If the above isn’t reason enough for you to properly register your dog, here are a few more reasons why you should:
It’s the Law
In most states, it’s mandatory that dog owners have their pets licensed. If you get caught without a license, which can and does happen, you will be hit with a hefty fine. Dogs must have a renewed license each year, which must be displayed on them at all times.
A license tag helps animal control and shelters quickly identify your dog and get him back to you safely. If your dog is found wandering the streets, a rescue organization can easily look up your dog via its license identifying number. Dogs that are licensed tend to be kept at the shelter longer than unlicensed dogs, which are the first to be euthanized if their owners do not quickly claim them.
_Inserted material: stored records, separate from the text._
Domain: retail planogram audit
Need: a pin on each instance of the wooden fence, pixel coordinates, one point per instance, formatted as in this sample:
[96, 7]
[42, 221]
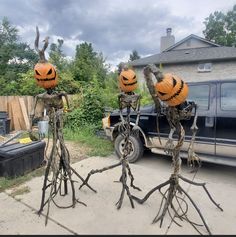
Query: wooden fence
[19, 109]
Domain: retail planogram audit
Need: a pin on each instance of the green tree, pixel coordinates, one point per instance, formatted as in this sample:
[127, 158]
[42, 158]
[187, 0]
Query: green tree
[134, 55]
[15, 58]
[221, 28]
[88, 64]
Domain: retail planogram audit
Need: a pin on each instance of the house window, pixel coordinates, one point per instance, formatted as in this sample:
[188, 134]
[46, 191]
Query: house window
[228, 96]
[204, 67]
[188, 43]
License Cost is Less Than the Fine
If a city official finds your dog without a license, you can end up paying a fee of up to $250! In addition, some cities consider owning an unlicensed dog to be a class IV misdemeanor.
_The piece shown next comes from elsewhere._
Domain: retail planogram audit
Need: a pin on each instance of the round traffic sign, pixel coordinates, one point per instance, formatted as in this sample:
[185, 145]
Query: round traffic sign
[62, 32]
Licensing Proves Your Dog is Safe
A dog cannot be licensed unless it is properly vaccinated. Animal control or a Good Samaritan will be much more likely to want to handle and care for your missing pup if they know that it is healthy and sans rabies.
License Fees Support Many Local Animal Shelters
Typically, the annual fee that you pay to license your dog helps to keep shelters running and supports the work of your local animal control. By paying to properly ID your dog, you are helping to feed and house stray dogs found on the streets within your city.
Average Cost of Licenses
The average price of an annual dog license is $10 to $20. Dog owners can expect to pay more to license a dog that has not been spayed or neutered.
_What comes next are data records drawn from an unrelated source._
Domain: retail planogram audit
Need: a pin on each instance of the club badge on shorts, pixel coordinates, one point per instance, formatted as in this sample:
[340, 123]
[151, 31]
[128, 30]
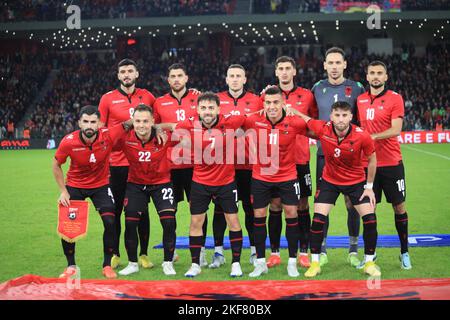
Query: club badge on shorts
[73, 220]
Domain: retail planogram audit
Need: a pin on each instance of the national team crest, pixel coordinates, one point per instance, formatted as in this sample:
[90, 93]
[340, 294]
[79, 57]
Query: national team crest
[73, 220]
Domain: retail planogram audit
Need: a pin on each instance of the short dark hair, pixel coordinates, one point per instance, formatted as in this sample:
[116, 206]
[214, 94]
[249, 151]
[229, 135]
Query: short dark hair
[89, 110]
[376, 63]
[209, 96]
[341, 105]
[273, 90]
[143, 108]
[126, 62]
[285, 59]
[335, 50]
[176, 66]
[236, 66]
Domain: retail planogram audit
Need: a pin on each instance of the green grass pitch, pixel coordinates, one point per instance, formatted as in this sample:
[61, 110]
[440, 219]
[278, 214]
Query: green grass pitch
[29, 243]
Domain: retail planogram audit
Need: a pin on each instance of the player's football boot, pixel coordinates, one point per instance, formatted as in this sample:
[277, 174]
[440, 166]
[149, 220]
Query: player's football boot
[303, 260]
[145, 262]
[252, 259]
[115, 261]
[406, 261]
[218, 260]
[292, 268]
[176, 257]
[274, 260]
[203, 261]
[323, 259]
[313, 270]
[193, 271]
[352, 258]
[372, 269]
[168, 268]
[109, 273]
[236, 270]
[132, 267]
[260, 268]
[68, 272]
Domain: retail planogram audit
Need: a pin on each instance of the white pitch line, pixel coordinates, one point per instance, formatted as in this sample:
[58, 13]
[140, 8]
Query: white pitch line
[427, 152]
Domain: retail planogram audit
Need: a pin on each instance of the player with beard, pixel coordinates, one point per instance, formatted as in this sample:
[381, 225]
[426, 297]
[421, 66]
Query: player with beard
[381, 112]
[345, 146]
[117, 106]
[89, 150]
[179, 105]
[237, 101]
[326, 92]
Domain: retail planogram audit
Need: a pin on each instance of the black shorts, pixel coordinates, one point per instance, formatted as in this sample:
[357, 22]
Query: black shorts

Some dog owners may be eligible for a discounted licensing fee:
- Service dogs and dogs trained to be guide or signal dogs are usually free to license
- Some states offer a “lifetime license,” which is a one-time payment that covers a dog at a discounted rate throughout its lifetime.
- Breeders or owners of many dogs may be able to apply for a “kennel license” that will apply to all of their dogs within a certain volume
Where to Get Your Dog Licensed
Head to your nearest city our county licensing department. Many cities offer the option to apply for a license by mail. Existing licenses can often be renewed by credit or debit card online.
What is Required to Get a License?
What are the dog licensing requirements where you live? Share it with us in the comments below.
- In order to apply for a dog license, you must provide a certificate showing that your dog is up to date with its rabies vaccinations.
- Dogs over four months and older must be licensed.